Moda, Tüketim ve Gençlik
Moda ve tüketim kültürünün gençliğe etkisi konusuna da biraz değinmek istiyorum. Gençlerin tüketim anlayışı, yetişkin birine nazaran daha farklıdır. Arkadaşında beğenip almak istemek, aynı yerlere gitmek, aynı şeyleri yemek, aynı şeylerden hoşlanmak gibi daha birçok şeyi sıralayacağımız ortak özelliklerden gençlerimizi biraz olsun uzaklaştırmak elimizde.
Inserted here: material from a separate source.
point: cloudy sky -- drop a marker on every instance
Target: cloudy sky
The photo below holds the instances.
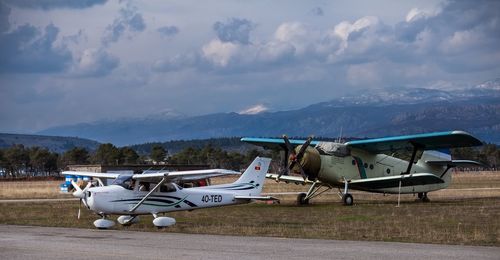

Bunu da ancak onlara kazandıracağımız dini değerlerimizle yapabiliriz.
Çocuklarımızın farkındalıklarını arttırarak bilinçli tüketici olmalarını sağlarsak, bu durmadan dönen çarkın tehlikesinden onları korumuş oluruz. Ve durmadan tüketen değil, aldığını eskiten bireyler yetiştirerek topluma kazandırırız. “İhtiyacın varsa al” bilincini çocuklarımıza aşılarsak gelecekte tüketimi yönetebilen bireyler yetiştirmiş olacağız.